This has been one of my best interviews. It has been a while since I did a ‘Ask A sommelier’ segment on the blog. I have not met anyone so versed and passionate about wine as Tinashe. He is a sommelier based in Durban, South Africa. Did I mention that he faithfully takes part in our #WineinKenya discussions all the way from S.A? Get to know him a bit better in our interview below.
Here is the Q & A
1.Tell me about yourself.
Tinashe Nyamudoka born on the twenty seventh Day of July 1985. Grew up in Harare, Zimbabwe. Moved down to Cape Town, South Africa at the start of 2008 and now I have been based in Durban for just over a year.
2.Is this something you have always wanted to do or is it something that you picked up along the way
Unfortunately, I never grew up with a bottle of wine at our dinner table. l did drink some wine while in Zimbabwe but the wine bug really bit when I was exposed to the Cape Wine Lands.
3.What are the qualities that you posses that make you a great sommelier?
l’m passionate about wine, it has become part of my lifestyle. I am knowledgeable, eloquent and very particular with my dressing sense.
4. What does your job entail. Describe a typical work day.
My main focus of the job is on the floor, suggesting wines that align with my guests palate, dish, budget and serving size. That being said, I need the tools and resources to create these memorable experiences. Thus, my normal working day entails managing my cellar, ensuring that the wine list is up to date and ensuring that, if necessary, any outdated issues are shared with the team in time and in a manner to ensure information can reach the guest. I conduct regular training to team members on beverage and wines. I also liaise and taste wine with wine reps for potential listings or updates.
5. Challenges of you job.
Most of the challenges are the ones which I really enjoy as a sommelier. Challenges of finding a perfect wine for a guest, challenge of me still being a student of wine, learning new things all the time to keep abreast and the challenge of impacting knowledge to your working staff.
6. Best thing about your job
I get to taste wine and food for a living. ( I don’t drink for a living as others would presume )
7.Five random facts about you.
– I discovered my love for food after wine and it’s been one of the best things ever.
– Apart from wine, I’m an avid lover and collector of Kentucky Straight Bourbons.
– I love reggae music a lot and also a sports fanatic.
– I enjoy outdoor activities greatest achievement has been a 5 hour hike up Table Mountain along the skeleton gorge route.

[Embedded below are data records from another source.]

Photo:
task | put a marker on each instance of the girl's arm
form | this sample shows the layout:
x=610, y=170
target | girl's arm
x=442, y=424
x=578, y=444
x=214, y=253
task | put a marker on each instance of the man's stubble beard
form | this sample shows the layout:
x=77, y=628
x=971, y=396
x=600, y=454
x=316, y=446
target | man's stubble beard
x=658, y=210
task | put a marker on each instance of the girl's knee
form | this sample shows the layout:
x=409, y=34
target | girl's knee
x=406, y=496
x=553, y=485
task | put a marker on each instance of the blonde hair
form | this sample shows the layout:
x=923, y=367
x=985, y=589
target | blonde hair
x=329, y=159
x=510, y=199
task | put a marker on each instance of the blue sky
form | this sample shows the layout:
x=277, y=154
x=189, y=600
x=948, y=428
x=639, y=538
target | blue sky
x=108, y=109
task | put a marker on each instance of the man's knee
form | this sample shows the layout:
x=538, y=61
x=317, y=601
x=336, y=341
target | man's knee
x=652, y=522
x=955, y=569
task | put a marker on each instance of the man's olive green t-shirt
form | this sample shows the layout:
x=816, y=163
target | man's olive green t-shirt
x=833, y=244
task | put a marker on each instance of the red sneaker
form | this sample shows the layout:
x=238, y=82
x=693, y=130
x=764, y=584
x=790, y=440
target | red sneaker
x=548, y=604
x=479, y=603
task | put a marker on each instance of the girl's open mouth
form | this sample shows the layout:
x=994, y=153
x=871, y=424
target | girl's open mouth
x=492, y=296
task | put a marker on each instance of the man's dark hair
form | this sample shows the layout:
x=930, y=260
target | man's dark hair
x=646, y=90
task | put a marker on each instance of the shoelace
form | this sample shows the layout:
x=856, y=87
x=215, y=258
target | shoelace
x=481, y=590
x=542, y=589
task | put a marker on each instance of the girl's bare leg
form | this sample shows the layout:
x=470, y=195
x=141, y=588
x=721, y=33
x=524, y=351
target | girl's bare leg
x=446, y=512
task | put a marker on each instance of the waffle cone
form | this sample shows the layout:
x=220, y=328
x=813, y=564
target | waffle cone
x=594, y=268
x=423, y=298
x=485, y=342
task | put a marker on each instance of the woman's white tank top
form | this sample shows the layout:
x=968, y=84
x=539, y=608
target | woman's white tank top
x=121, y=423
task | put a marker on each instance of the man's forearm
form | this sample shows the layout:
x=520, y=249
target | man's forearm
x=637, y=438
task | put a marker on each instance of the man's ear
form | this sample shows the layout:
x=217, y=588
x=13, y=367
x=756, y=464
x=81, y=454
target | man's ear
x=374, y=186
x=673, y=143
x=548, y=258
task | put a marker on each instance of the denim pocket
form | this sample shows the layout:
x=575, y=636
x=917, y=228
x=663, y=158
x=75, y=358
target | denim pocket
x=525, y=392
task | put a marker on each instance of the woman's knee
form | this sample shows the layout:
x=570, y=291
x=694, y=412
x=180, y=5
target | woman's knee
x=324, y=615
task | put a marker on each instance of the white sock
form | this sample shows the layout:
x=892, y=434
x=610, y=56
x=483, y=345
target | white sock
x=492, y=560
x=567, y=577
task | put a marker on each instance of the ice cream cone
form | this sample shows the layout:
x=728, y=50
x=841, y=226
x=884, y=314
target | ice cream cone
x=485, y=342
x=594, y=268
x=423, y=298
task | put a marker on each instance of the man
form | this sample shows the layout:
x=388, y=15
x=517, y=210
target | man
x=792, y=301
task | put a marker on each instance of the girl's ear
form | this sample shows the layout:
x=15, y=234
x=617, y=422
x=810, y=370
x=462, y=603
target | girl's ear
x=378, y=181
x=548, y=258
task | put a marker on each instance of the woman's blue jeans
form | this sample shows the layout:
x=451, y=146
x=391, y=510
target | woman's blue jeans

-I never give away a prized bottle of wine unless I’m sharing it with you.
8. What is your best food & wine pairing?
I always feel food and wine pairing has more meaning if you want to have a formal or fine dinning meal of which most people don’t often do. I always advocate for people to choose a wine they would enjoy and marry it with your food. That being said, I enjoy a home cooked T-bone with a big bold bottle of red.
9. What would you tell an aspiring sommelier?
You have to appreciate wine and food. As you become more knowledgebale and articulate you still have to be careful and understand that its not all about you, it’s all about THE GUEST.
10.What keeps you going? What is your mantra?
I really enjoy learning about wine and helping others explore the world of wine. Wine, its in my veins and I can’t get it out.